The full-scale base-isolated structure studied in this dissertation is the only base-isolated building in South Island of New Zealand. It sustained hundreds of earthquake ground motions from September 2010 and well into 2012. Several large earthquake responses were recorded in December 2011 by NEES@UCLA and by GeoNet recording station nearby Christchurch Women's Hospital. The primary focus of this dissertation is to advance the state-of-the art of the methods to evaluate performance of seismic-isolated structures and the effects of soil-structure interaction by developing new data processing methodologies to overcome current limitations and by implementing advanced numerical modeling in OpenSees for direct analysis of soil-structure interaction.

This dissertation presents a novel method for recovering force-displacement relations within the isolators of building structures with unknown nonlinearities from sparse seismic-response measurements of floor accelerations. The method requires only direct matrix calculations (factorizations and multiplications); no iterative trial-and-error methods are required. The method requires a mass matrix, or at least an estimate of the floor masses. A stiffness matrix may be used, but is not necessary. Essentially, the method operates on a matrix of incomplete measurements of floor accelerations. In the special case of complete floor measurements of systems with linear dynamics, real modes, and equal floor masses, the principal components of this matrix are the modal responses. In the more general case of partial measurements and nonlinear dynamics, the method extracts a number of linearly-dependent components from Hankel matrices of measured horizontal response accelerations, assembles these components row-wise and extracts principal components from the singular value decomposition of this large matrix of linearly-dependent components. These principal components are then interpolated between floors in a way that minimizes the curvature energy of the interpolation. This interpolation step can make use of a reduced-order stiffness matrix, a backward difference matrix or a central difference matrix. The measured and interpolated floor acceleration components at all floors are then assembled and multiplied by a mass matrix. The recovered in-service force-displacement relations are then incorporated into the OpenSees soil structure interaction model.

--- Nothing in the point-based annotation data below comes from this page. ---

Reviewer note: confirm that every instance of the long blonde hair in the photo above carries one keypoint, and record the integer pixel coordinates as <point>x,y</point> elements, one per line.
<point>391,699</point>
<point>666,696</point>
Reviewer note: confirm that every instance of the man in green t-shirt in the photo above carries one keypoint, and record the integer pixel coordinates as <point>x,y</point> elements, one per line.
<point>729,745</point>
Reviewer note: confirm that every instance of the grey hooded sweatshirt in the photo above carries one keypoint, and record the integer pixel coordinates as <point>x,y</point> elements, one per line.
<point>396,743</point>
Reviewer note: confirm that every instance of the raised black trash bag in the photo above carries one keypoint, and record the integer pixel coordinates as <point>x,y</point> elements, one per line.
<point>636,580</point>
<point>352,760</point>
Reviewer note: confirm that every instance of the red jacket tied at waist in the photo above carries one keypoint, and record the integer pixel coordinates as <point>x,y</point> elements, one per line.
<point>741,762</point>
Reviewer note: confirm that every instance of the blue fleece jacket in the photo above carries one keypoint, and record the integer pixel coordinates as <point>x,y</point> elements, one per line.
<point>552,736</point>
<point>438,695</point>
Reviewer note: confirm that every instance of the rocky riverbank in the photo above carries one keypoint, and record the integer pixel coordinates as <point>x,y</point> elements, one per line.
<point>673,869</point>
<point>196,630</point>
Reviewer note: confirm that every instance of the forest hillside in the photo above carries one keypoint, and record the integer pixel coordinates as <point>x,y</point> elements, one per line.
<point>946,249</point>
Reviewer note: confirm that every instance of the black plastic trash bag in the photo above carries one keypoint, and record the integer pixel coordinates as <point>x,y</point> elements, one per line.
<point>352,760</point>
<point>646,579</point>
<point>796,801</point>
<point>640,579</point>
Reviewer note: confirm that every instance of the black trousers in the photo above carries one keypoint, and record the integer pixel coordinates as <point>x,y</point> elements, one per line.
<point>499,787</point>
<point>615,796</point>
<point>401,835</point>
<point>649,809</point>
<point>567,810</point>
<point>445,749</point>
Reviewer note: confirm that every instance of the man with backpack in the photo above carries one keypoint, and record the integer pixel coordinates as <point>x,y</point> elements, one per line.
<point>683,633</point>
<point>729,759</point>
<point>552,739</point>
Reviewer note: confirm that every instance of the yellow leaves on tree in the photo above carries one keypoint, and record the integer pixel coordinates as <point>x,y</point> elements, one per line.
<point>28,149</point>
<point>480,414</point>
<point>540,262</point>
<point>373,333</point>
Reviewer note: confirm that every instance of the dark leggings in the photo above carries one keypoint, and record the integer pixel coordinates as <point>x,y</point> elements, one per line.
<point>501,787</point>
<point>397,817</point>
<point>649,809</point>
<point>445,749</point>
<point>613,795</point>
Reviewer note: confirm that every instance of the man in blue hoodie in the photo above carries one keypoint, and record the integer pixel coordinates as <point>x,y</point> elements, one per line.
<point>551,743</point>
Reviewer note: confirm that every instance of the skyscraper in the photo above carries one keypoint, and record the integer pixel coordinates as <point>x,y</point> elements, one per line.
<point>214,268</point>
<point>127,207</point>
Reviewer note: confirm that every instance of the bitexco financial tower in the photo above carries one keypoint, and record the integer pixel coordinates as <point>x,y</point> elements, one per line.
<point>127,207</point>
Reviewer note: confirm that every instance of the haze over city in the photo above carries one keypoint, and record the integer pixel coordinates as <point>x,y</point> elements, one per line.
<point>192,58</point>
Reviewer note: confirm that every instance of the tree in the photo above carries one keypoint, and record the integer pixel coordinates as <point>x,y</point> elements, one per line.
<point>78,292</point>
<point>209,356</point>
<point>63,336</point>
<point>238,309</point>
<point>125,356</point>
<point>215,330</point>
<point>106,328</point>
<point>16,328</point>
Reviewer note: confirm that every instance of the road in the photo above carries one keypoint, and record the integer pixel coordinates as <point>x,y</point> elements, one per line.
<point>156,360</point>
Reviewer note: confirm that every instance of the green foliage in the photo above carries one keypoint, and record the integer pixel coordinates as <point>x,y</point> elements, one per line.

Numerical simulations of soil-structure interaction involving non-uniform soil behavior are conducted following the development of the complete soil-structure interaction model of Christchurch Women's Hospital in OpenSees. In these 2D OpenSees models, the superstructure is modeled as two-dimensional frames in short span and long span respectively. The lead rubber bearings are modeled as elastomeric bearing (Bouc Wen) elements. The soil underlying the concrete raft foundation is modeled with linear elastic plane strain quadrilateral element. The non-uniformity of the soil profile is incorporated by extraction and interpolation of shear wave velocity profile from the Canterbury Geotechnical Database. The validity of the complete two-dimensional soil-structure interaction OpenSees model for the hospital is checked by comparing the results of peak floor responses and force-displacement relations within the isolation system achieved from OpenSees simulations to the recorded measurements. General explanations and implications, supported by displacement drifts, floor acceleration and displacement responses, force-displacement relations are described to address the effects of soil-structure interaction.